Ah, tidak terasa hari mulai sore. Dari kejauhan Zytta memanggil-manggil saya. Meminta saya untuk melihatnya dari dekat. Sebenarnya sama malas terlalu dekat ke kolam renang. Lebih nyaman duduk-duduk saja di bangku kayu dekat kantin. Tapi bagaimana perasaannya jika saya menolak? Maka saya berdiri dan menjauhi bangku kayu yang nyaman itu, lalu perlahan menuju kolam renang. 

“Bunda, sini lihatin Zytta! Ntar perhatiin ya Nda pas giliran Zytta yang disuruh praktek sama Pak Guru.”

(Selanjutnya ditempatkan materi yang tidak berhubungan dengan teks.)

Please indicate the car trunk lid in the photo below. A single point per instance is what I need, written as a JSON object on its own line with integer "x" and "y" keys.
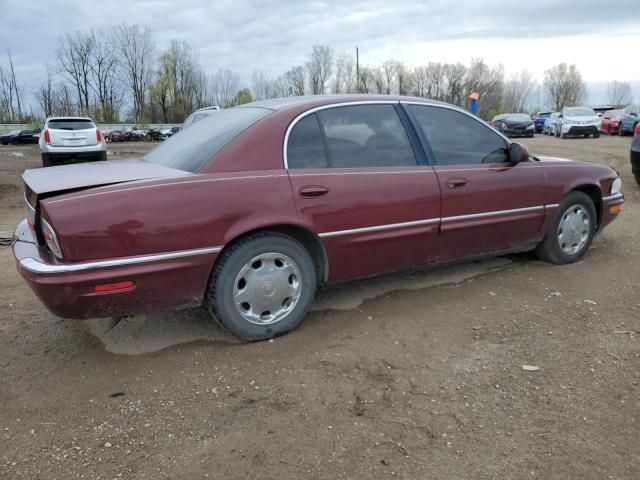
{"x": 79, "y": 176}
{"x": 72, "y": 132}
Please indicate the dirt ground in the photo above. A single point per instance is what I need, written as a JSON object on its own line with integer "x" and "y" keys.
{"x": 415, "y": 375}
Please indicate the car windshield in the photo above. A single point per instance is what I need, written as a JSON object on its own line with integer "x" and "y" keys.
{"x": 70, "y": 124}
{"x": 519, "y": 117}
{"x": 193, "y": 147}
{"x": 579, "y": 112}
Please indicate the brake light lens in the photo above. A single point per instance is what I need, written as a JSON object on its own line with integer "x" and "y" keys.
{"x": 113, "y": 287}
{"x": 31, "y": 214}
{"x": 50, "y": 239}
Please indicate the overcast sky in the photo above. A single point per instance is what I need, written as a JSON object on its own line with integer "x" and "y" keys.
{"x": 602, "y": 38}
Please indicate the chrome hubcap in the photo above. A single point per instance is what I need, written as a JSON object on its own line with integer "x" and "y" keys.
{"x": 574, "y": 229}
{"x": 267, "y": 288}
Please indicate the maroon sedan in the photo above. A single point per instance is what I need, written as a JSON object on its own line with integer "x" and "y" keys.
{"x": 251, "y": 210}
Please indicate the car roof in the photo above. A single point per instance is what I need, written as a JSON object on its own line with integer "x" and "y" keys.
{"x": 72, "y": 117}
{"x": 312, "y": 101}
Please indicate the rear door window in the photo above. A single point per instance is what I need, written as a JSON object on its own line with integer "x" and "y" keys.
{"x": 70, "y": 124}
{"x": 360, "y": 136}
{"x": 456, "y": 138}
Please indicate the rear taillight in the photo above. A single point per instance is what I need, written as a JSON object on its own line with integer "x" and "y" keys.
{"x": 31, "y": 214}
{"x": 50, "y": 238}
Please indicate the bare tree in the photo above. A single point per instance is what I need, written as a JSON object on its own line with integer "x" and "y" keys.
{"x": 488, "y": 82}
{"x": 45, "y": 96}
{"x": 453, "y": 75}
{"x": 103, "y": 81}
{"x": 366, "y": 80}
{"x": 350, "y": 80}
{"x": 295, "y": 78}
{"x": 319, "y": 68}
{"x": 338, "y": 79}
{"x": 405, "y": 78}
{"x": 420, "y": 82}
{"x": 518, "y": 91}
{"x": 136, "y": 50}
{"x": 435, "y": 81}
{"x": 378, "y": 82}
{"x": 223, "y": 86}
{"x": 10, "y": 92}
{"x": 619, "y": 93}
{"x": 389, "y": 68}
{"x": 74, "y": 56}
{"x": 564, "y": 86}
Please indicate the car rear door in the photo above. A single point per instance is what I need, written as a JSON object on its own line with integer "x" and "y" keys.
{"x": 358, "y": 185}
{"x": 488, "y": 203}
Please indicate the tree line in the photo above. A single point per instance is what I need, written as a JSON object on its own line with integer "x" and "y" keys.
{"x": 118, "y": 74}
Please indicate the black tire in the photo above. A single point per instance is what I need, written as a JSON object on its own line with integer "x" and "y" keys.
{"x": 219, "y": 296}
{"x": 549, "y": 249}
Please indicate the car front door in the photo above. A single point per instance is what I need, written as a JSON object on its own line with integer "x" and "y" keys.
{"x": 358, "y": 185}
{"x": 488, "y": 203}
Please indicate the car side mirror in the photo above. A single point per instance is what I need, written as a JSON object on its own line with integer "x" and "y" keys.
{"x": 518, "y": 153}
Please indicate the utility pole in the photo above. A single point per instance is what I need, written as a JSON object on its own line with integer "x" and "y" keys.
{"x": 357, "y": 71}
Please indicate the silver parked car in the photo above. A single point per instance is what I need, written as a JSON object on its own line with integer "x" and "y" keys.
{"x": 71, "y": 140}
{"x": 549, "y": 127}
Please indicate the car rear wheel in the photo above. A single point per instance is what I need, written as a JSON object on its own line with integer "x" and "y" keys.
{"x": 571, "y": 232}
{"x": 262, "y": 286}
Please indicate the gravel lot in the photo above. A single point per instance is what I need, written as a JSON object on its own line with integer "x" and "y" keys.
{"x": 416, "y": 375}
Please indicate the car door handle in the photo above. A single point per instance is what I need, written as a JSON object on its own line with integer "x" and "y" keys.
{"x": 313, "y": 191}
{"x": 456, "y": 183}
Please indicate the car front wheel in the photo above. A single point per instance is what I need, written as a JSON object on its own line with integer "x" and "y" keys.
{"x": 262, "y": 286}
{"x": 571, "y": 232}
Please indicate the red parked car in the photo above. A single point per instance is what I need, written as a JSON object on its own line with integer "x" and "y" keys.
{"x": 249, "y": 212}
{"x": 610, "y": 122}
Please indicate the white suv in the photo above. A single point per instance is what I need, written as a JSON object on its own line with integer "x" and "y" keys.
{"x": 578, "y": 121}
{"x": 71, "y": 140}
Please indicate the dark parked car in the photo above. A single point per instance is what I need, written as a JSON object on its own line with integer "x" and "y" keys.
{"x": 20, "y": 137}
{"x": 540, "y": 119}
{"x": 514, "y": 124}
{"x": 629, "y": 119}
{"x": 635, "y": 154}
{"x": 610, "y": 121}
{"x": 250, "y": 210}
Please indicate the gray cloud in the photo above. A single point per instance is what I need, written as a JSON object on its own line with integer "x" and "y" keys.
{"x": 273, "y": 35}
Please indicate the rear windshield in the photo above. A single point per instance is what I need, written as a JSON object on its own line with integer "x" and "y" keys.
{"x": 519, "y": 117}
{"x": 70, "y": 124}
{"x": 191, "y": 148}
{"x": 579, "y": 112}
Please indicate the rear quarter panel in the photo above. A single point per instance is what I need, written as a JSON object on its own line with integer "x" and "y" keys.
{"x": 149, "y": 217}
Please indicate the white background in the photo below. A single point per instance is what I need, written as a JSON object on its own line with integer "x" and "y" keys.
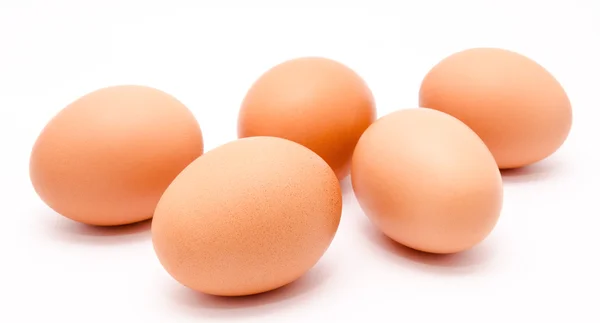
{"x": 540, "y": 263}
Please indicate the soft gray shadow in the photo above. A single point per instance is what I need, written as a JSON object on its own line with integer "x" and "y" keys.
{"x": 346, "y": 185}
{"x": 259, "y": 304}
{"x": 458, "y": 263}
{"x": 539, "y": 171}
{"x": 69, "y": 231}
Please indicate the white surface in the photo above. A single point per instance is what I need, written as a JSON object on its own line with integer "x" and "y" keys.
{"x": 539, "y": 263}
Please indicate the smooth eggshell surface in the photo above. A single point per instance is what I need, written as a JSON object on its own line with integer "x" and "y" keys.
{"x": 317, "y": 102}
{"x": 247, "y": 217}
{"x": 107, "y": 157}
{"x": 427, "y": 181}
{"x": 516, "y": 106}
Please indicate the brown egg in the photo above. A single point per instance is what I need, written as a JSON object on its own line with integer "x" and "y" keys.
{"x": 314, "y": 101}
{"x": 247, "y": 217}
{"x": 517, "y": 107}
{"x": 427, "y": 181}
{"x": 107, "y": 157}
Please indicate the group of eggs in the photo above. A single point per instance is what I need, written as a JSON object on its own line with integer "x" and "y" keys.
{"x": 257, "y": 213}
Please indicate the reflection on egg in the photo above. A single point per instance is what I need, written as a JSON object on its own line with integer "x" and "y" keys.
{"x": 517, "y": 107}
{"x": 247, "y": 217}
{"x": 427, "y": 181}
{"x": 107, "y": 157}
{"x": 314, "y": 101}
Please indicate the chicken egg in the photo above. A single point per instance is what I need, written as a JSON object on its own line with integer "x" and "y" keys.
{"x": 247, "y": 217}
{"x": 317, "y": 102}
{"x": 107, "y": 157}
{"x": 515, "y": 105}
{"x": 427, "y": 181}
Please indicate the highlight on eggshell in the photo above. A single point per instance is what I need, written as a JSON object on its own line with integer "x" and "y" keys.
{"x": 427, "y": 181}
{"x": 107, "y": 157}
{"x": 314, "y": 101}
{"x": 516, "y": 106}
{"x": 247, "y": 217}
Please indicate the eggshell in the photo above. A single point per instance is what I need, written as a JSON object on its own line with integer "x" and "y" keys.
{"x": 427, "y": 181}
{"x": 247, "y": 217}
{"x": 516, "y": 106}
{"x": 107, "y": 157}
{"x": 317, "y": 102}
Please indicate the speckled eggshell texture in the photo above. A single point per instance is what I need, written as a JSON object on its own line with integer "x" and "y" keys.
{"x": 247, "y": 217}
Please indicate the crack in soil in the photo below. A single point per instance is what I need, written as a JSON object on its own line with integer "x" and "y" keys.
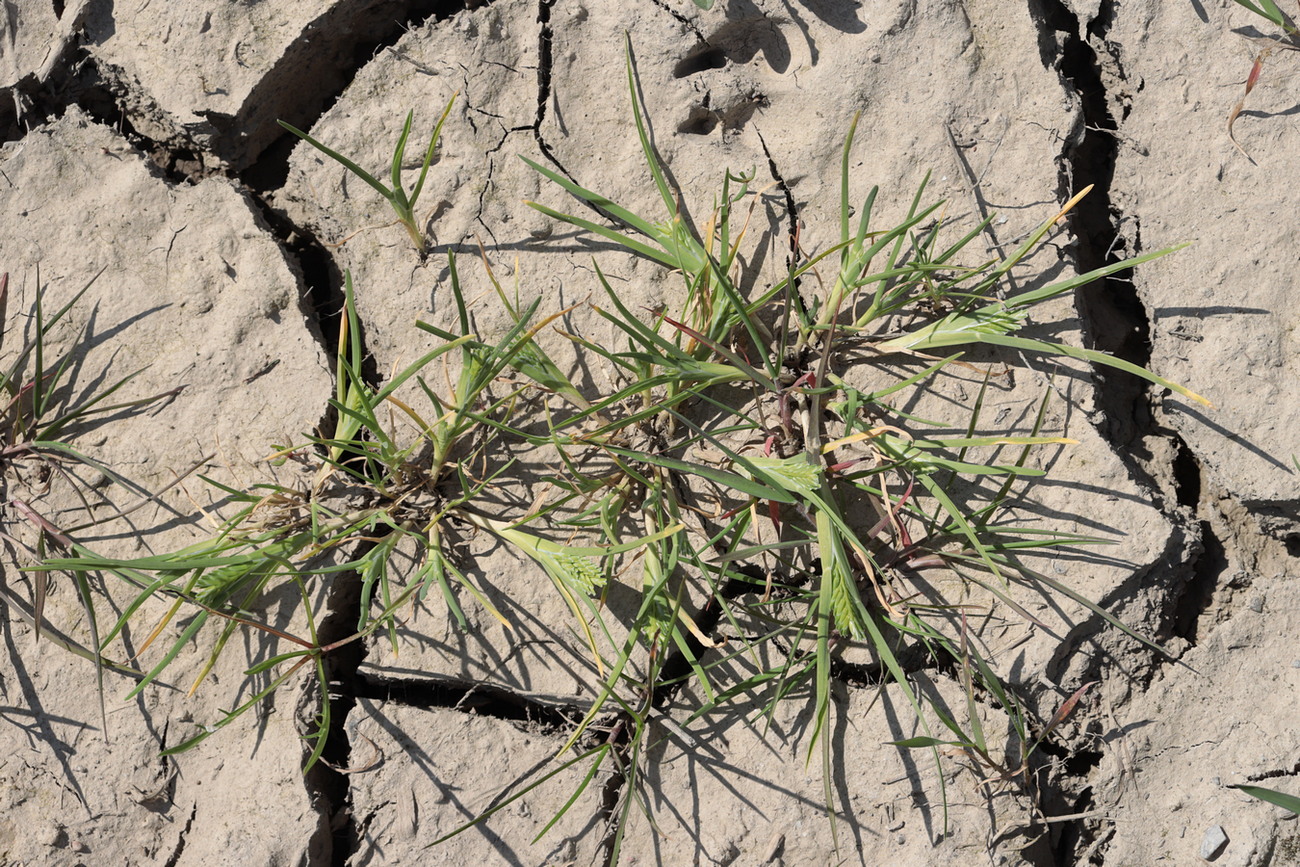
{"x": 1116, "y": 321}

 Saya pun tersenyum. Ah, anak-anak. Sesungguhnya mereka cuma ingin melihat kita bangga pada usaha dan keberhasilannya. Seperti Zytta sore itu, ia cuma ingin saya tahu bahwa ia sudah berhasil mengapung di dalam air. Hmmm. 


2 Responses
  1. Mugniar Says:

    Sama mbak. Sy juga nyesal kalo kebablasan sama anak2. Pengalaman masa lalu kita juga mirip ya :D

    Sampai sekarang pun saya minderan apalagi kalo ketemu orang2 waduh pingin rasanya berkeliaran tapi invisible padahal orang2 gak kenapa2 sama saya hihihi aneh ya. Susah amat dibuang keanehan ini, saya suka sebal sendiri.

    Yah, mudah2an Allah meridhai kita menjadi ibu yang baik ya ...


  2. iya, hiks. apalagi kalo mereka lg tidur.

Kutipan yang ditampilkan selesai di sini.